Neighbors along Columbia Pike say last weekend’s deadly armed robbery has forced them to reconsider this stretch of the popular thoroughfare, a dense cluster of strip malls and office buildings. What was once a sleepy suburban stretch has now become a crime scene as the Arlington Police Department searches for the killer.
“I usually work alone after hours two or three times a week,” said Rosmery Mazariegos, a customer service representative with Nationwide Insurance. “Now I don’t think I’ll be able to be here by myself anymore.”
Arlington police say Capital Jewelers owner Tommy Kin Mo Wong, 54 of Herndon, was shot and killed at about 4 p.m. Friday, July 27. At press time, no arrests have been made in the case although the police have released security camera photos in an effort to get help from the public to track down a suspect. Police spokesman Dustin Sternbeck said that officials have yet to hear any responses that have helped the investigation.

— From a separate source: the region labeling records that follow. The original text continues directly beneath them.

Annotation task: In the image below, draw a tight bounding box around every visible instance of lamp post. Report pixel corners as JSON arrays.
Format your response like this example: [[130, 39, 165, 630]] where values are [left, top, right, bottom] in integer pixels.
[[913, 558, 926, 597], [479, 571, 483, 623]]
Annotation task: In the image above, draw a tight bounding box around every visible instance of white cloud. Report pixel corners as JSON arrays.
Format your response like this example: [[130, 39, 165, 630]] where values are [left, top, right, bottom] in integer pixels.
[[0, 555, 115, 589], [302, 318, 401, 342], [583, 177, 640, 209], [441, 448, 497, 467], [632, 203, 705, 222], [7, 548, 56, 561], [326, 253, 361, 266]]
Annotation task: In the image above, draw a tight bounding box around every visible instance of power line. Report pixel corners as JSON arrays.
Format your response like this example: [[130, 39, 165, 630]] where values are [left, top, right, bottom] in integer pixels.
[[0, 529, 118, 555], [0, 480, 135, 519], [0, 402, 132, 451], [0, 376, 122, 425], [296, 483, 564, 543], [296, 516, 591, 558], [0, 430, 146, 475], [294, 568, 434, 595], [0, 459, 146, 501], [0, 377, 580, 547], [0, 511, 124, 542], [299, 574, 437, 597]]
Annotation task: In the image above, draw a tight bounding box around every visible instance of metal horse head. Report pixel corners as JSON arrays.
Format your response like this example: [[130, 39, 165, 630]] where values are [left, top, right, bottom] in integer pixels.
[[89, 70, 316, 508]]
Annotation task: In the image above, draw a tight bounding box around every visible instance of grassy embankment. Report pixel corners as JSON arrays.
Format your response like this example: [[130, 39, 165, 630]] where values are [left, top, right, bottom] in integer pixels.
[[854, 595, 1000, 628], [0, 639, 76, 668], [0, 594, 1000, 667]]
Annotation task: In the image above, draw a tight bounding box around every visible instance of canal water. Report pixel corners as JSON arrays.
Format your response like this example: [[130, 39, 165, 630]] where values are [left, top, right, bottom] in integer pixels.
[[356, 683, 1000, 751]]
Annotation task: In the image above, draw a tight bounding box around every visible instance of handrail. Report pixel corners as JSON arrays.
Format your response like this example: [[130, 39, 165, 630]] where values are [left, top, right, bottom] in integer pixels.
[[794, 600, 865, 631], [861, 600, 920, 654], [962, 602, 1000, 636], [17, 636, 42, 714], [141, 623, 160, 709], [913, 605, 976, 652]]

“We haven’t had any credible response yet,” said Sternbeck. “But this is an ongoing investigation, and we are working with surrounding law-enforcement agencies in Washington and Fairfax and Alexandria.”
THE MURDER is particularly shocking for Arlington, which has seen historically low crime rates in recent years. Crime statistics show that Arlington went 28 months without a murder until this month, when two murders happened back to back. Three days before the jewelry store murder, an apparent murder-suicide became the county’s first murder in two years. For many neighbors, the thought of a murder happening on the block was unthinkable.
“When I saw the ambulance and the police cruisers, I assumed it was some drunk person lying in the road,” said Ari Tajalli, owner of Pines of Italy. “That’s what you assume in this neighborhood. Or at least that’s what we used to assume.”
Many people who live and work along Columbia Pike said they are now much more concerned about the threat of violent crime. Many people did not want to speak on the record, including those most concerned about crime. Others said that violent crime was more of a possibility at a jewelry store because the high-value nature of the inventory.
“What are they going to steal from us, a computer? An oven?” asked Atila Mermer, Virgin Pizza owner and manger. “This is not a dangerous place.”
AS POLICE INVESTIGATORS conduct an inventory of the jewerly store, neighbors wait for some kind of announcement of an arrest. Until police have a suspect, many Columbia Pike workers and residents say, the threat of last weekend’s crime will remain an unsettling feature of their neighborhood.
“My customers say that nothing like this has ever happened here before,” said David Ren, owner of a nearby Chinese restaurant. “Everybody is scared.”